Three women, all of whom freely admit that they came to this country illegally as children, ended a two-week hunger strike yesterday. The trio had hoped to pressure Sen. Kay Hagan into signing onto the DREAM Act, an immigration reform bill.
Hagan last week refused to cosponsor the bill, but at a ceremony Monday night marking the end of the strike, the protesters said they did succeed in bringing attention to immigration reform and the issues faced by people who came to the United States as children and face little opportunity beyond high school.
The three had been camped out across the street from the state legislature since beginning the strike two weeks ago.
Rosario Lopez and Viridiana Martinez ended their two-week hunger strike Monday with a ceremony at their encampment in downtown Raleigh.
Loida Silva, 23, fell ill with what friends called a combination of dehydration and heat stroke. She went to the hospital Sunday, but by last night Silva was home, eating and watching the ceremony in downtown Raleigh via an internet video connection.
Dominick Powell, who has been working with the three hunger strikers, said that the three had been threatened over email by a known sexual predator who has targeted immigrant women. Powell wouldn’t give much detail except to say that “the appropriate authorities have been notified.”
The three women, Silva, Rosario Lopez, 25, and Viridiana Martinez, 23, have all lived in central North Carolina since they were children. They are members of the NC Dream Team, an organization established to help pass the bill that would create a path to citizenship for undocumented immigrants that came here as children.
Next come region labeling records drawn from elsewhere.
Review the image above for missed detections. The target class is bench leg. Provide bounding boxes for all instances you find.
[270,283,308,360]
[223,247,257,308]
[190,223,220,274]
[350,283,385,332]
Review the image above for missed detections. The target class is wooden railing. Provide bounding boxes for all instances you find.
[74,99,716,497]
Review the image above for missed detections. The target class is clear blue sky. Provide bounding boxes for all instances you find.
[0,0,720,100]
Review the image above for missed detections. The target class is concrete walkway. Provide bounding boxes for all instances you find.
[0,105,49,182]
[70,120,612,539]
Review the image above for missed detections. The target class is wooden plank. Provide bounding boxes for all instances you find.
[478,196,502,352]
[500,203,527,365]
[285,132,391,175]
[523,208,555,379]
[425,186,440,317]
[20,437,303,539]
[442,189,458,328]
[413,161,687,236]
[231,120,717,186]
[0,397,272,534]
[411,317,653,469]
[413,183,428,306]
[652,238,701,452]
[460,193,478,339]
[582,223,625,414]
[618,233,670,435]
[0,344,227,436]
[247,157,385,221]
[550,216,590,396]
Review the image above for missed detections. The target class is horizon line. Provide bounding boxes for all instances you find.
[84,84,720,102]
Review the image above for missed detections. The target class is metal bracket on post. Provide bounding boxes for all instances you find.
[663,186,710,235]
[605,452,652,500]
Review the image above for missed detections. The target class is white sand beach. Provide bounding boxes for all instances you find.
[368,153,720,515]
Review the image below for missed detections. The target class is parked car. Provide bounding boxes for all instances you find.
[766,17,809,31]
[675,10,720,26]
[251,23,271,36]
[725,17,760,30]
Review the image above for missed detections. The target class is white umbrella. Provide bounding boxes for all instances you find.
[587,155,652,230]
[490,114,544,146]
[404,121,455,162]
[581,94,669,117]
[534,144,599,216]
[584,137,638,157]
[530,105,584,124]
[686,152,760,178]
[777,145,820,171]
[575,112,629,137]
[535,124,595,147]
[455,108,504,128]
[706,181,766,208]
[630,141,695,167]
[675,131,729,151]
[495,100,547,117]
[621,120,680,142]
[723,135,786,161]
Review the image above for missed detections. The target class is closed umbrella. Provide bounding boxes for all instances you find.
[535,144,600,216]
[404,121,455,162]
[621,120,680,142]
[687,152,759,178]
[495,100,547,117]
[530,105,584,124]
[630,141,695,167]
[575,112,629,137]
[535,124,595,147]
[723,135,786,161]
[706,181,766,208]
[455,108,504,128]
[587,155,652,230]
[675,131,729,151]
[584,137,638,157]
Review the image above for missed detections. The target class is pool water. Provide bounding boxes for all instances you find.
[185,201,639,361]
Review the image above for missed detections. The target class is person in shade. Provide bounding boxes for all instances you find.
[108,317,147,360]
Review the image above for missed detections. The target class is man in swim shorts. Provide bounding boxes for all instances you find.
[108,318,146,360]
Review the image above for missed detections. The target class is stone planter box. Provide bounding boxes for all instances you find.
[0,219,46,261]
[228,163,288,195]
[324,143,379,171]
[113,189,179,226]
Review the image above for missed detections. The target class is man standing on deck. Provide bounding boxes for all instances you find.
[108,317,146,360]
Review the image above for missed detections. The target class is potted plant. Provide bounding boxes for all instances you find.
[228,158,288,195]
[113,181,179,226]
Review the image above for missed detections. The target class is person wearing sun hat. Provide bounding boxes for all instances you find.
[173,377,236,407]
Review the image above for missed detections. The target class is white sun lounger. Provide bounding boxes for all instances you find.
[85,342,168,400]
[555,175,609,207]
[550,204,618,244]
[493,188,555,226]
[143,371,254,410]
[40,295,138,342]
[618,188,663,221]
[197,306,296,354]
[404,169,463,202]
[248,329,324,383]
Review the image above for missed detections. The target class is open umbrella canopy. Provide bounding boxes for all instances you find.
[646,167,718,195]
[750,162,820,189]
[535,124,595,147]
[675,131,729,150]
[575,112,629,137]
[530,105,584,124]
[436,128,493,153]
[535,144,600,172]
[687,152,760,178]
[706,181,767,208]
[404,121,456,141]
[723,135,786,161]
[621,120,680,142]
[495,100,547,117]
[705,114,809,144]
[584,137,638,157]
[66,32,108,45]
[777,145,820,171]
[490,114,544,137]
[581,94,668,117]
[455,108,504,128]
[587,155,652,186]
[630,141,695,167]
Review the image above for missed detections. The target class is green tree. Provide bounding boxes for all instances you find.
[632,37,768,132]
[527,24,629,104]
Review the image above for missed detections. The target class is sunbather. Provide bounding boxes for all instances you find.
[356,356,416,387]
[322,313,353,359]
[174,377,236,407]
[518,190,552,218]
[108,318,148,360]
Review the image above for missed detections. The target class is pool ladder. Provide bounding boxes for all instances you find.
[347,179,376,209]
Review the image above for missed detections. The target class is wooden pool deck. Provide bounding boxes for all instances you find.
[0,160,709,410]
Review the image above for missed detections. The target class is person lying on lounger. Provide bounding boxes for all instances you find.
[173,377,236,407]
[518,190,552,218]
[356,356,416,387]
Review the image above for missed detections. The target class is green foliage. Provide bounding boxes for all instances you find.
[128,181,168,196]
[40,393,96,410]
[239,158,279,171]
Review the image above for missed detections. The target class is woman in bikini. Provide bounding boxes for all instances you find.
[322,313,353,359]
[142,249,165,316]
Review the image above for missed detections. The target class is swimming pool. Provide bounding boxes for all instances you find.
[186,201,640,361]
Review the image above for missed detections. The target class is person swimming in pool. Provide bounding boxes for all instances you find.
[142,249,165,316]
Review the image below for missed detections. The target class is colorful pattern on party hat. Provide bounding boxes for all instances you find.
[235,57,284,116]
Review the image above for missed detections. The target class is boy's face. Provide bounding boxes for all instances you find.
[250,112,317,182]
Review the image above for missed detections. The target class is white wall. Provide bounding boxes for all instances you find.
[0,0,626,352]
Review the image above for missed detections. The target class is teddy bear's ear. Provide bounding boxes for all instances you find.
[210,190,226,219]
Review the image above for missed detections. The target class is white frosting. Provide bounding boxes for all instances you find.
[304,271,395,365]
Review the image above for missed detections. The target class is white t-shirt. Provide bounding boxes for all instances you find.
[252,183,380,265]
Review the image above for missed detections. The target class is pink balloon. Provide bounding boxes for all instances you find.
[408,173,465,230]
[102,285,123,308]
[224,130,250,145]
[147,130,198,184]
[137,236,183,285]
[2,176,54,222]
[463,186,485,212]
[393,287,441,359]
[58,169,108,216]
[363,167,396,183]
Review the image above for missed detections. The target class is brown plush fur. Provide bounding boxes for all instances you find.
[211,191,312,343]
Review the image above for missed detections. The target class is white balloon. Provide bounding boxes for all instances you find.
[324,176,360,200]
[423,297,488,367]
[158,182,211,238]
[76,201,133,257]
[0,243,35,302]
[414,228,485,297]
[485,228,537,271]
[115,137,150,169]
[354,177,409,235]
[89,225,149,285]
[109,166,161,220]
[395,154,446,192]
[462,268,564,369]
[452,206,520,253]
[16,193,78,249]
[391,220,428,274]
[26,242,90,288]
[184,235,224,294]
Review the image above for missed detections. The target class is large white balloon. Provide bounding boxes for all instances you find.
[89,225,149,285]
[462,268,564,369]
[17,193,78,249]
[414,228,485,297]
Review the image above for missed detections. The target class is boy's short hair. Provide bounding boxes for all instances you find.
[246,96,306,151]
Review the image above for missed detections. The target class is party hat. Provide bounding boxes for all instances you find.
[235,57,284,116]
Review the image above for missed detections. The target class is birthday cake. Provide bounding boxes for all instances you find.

Martinez, speaking to a crowd of more than 70 who had gathered to mark the end of the strike, said, “We’re not asking for a free ride.”
She continued, “The system is broken. There is no pathway. There is no ‘go back to your country and get in line.’ There is no line.”
Lopez said they relied on their friends and supporters, not just to watch the downtown Raleigh encampment over night, but by the end they needed help walking. “Even to talk became very hard,” Lopez said.
Lopez and Martinez said they ended the strike with vegetables and soup for breakfast Monday morning.